Liebe Forumsmitglieder,
als Neuling möchte ich eigentlich nur wissen, wie man in folgenden Fall vorzugehen hat:
Nachbar A besitzt ausgedehnte Ländereien in unmittelbarer Nähe des Nachbarn B.
Wie kann sich Nachbar B rechtlich korrekt verhalten, wenn Nachbar A (Bauer, Landwirt, Agrarökonom, Unternehmer) auf seinen unmittelbar an das Grundstück des Nachbarn B vorhandenen Ländereien eine gülleähnliche Flüssigkeit ausbringt und bei warmen Witterungsbedingungen auf diesen Ackerflächen belässt, so dass eine unerträgliche Geruchsbelästigung entsteht?

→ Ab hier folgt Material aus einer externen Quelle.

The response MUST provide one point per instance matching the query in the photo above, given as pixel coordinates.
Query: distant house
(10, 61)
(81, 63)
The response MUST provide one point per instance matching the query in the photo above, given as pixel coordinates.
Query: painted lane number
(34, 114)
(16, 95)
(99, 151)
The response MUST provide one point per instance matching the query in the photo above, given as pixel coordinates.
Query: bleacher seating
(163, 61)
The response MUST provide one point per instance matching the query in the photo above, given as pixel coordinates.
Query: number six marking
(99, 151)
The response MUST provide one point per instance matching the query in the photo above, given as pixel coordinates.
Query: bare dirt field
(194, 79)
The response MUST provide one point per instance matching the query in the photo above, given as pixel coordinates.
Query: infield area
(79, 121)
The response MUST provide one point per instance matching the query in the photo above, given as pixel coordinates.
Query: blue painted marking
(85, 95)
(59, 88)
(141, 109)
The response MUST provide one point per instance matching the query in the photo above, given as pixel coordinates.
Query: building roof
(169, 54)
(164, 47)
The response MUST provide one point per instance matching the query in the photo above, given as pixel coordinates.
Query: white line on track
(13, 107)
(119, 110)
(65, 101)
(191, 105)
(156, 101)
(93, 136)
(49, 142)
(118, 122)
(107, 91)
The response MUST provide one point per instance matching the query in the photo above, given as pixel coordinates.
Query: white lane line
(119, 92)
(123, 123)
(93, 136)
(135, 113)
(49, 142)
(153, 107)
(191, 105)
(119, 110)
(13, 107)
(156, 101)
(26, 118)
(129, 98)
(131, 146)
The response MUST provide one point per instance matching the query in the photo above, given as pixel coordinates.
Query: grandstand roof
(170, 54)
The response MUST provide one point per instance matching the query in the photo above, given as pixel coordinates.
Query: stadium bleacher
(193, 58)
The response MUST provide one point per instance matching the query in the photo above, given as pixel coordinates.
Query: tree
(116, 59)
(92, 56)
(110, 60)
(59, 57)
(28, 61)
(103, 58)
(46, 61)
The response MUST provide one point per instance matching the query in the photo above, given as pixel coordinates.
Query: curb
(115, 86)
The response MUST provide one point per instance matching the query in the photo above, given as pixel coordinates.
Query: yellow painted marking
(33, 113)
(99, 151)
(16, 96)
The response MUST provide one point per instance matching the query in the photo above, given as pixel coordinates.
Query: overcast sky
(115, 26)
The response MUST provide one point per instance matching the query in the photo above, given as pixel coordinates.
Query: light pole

Muss dieser Umstand hingenommen werden oder gibt es im Sinne des Nachbarschaftsrechtes die Möglichkeit, dieser Belästigung entgegen zu treten?
Übrigens, Nichtbetroffenen empfehle ich in diesem Zusammenhang einmal, einen Eimer Gülle in die Wohnung zu stellen, um nachvollziehen zu können, welche Wirkung solche "landwirtschaftlichen Maßnahmen" haben.
Bei Außentemperaturen von +25 Grad Celsius hat man nämlich das Bedürfnis, die Fenster des Hauses offen zu halten, um in den Nachtstunden eine Abkühlung der Innenräume zu erreichen.
Wenn allerdings die Geruchsbelästigung (Fachbegriff: Gestank) so impertinent ist, das selbst Bekleidungsstücke diesen Gestank annehmen, so vermute ich, dass Nachbar B ein Recht besitzt, diese Form der Belästigung dauerhaft entgegen zu treten, oder ?
Ich freue mich schon jetzt auf jeden sachlichen Beitrag, der dieses Problem unter rechtlichen Gesichtspunkten lösen könnte.